Posted by: Margaret on 19 May 06

Hydro-Quebec is also talking about that. I wish they'd invest in smart meters in which you can plug a nice graphical monitor that you can have inside the house.

One of the problem with the meters here is that you never see them..

Posted by: Michael G. Richard on 19 May 06

It'd be nice if these reports became a bit judgemental and told you when you were being a pig with your energy consumption :) I wonder if there'd be lawsuits.

The judgement could be done by comparing your consumption against averages, perhaps... or against historical data for your account based on time of year.

Posted by: mattbg on 20 May 06

A good way to get to people would be to extrapolate what it would cost them over a year (and the next 5, 10, 15 years) from current power use (or the day's average).

So by unplugging stuff and making changes, they'd see a bigger difference in the projected results instead of just the smaller numbers for that day.

Posted by: Michael G. Richard on 20 May 06

That's a good idea: extrapolate the difference in disposable income someone will experience through a given behavioral change. Swap all your blubs for CFLs and you'll have $42 a year more to spend as you like... that sort of thing.

Posted by: Alex Steffen on 20 May 06

Yeah, and with high-tech sensors like the one shown in the picture of this post, you can have the hybrid-car effect; the fuel economy feedback changes the way people drive and it becomes almost like a game to improve your "score".

I'm fairly sure a similar effect would happen in houses equipped with these energy monitors.

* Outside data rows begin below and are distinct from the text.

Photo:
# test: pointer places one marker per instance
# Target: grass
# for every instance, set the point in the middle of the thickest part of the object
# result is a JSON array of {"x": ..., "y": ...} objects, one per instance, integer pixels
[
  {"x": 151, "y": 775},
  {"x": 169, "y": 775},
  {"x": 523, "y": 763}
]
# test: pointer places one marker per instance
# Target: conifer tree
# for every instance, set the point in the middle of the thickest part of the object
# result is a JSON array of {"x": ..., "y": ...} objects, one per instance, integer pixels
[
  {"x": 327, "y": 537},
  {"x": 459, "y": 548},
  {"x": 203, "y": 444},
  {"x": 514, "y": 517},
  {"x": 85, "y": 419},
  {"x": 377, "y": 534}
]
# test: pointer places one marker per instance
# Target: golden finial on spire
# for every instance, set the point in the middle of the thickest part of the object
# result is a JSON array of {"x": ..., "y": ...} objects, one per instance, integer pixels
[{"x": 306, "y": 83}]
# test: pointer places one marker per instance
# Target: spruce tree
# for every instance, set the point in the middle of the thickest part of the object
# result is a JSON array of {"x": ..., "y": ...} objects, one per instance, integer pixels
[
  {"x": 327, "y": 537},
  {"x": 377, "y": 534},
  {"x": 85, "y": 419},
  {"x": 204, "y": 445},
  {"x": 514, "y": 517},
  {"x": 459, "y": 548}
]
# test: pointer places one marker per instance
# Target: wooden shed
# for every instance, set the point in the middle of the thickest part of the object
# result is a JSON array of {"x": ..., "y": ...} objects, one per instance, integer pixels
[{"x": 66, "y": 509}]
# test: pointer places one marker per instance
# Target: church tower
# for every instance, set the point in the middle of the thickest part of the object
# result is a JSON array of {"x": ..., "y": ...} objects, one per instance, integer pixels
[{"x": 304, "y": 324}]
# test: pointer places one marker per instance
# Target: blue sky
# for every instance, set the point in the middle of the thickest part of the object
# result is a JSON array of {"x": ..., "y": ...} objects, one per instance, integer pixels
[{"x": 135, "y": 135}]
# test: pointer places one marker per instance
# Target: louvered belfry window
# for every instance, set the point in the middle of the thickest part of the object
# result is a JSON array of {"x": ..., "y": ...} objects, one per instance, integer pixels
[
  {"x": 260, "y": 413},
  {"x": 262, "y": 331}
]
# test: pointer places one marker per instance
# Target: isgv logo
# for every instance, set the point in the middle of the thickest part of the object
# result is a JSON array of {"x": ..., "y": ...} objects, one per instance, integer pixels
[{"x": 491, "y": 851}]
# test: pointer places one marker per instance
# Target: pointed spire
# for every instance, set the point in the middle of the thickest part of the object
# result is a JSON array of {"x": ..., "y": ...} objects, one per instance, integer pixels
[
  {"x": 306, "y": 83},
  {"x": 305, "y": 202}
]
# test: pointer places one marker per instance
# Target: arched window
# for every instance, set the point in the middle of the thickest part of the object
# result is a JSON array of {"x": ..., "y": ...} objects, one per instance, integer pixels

Posted by: Michael G. Richard on 20 May 06

Semi-famous, perhaps apocryphal story: a development of identical town houses was built in the Netherlands, except a large portion had electrical and gas meters out of sight in basements and the rest had the meters in the entrance halls. Guess which townhouses consistently had lower energy consumption? Make the meters visible, compelling and easy to read, and who knows what could happen?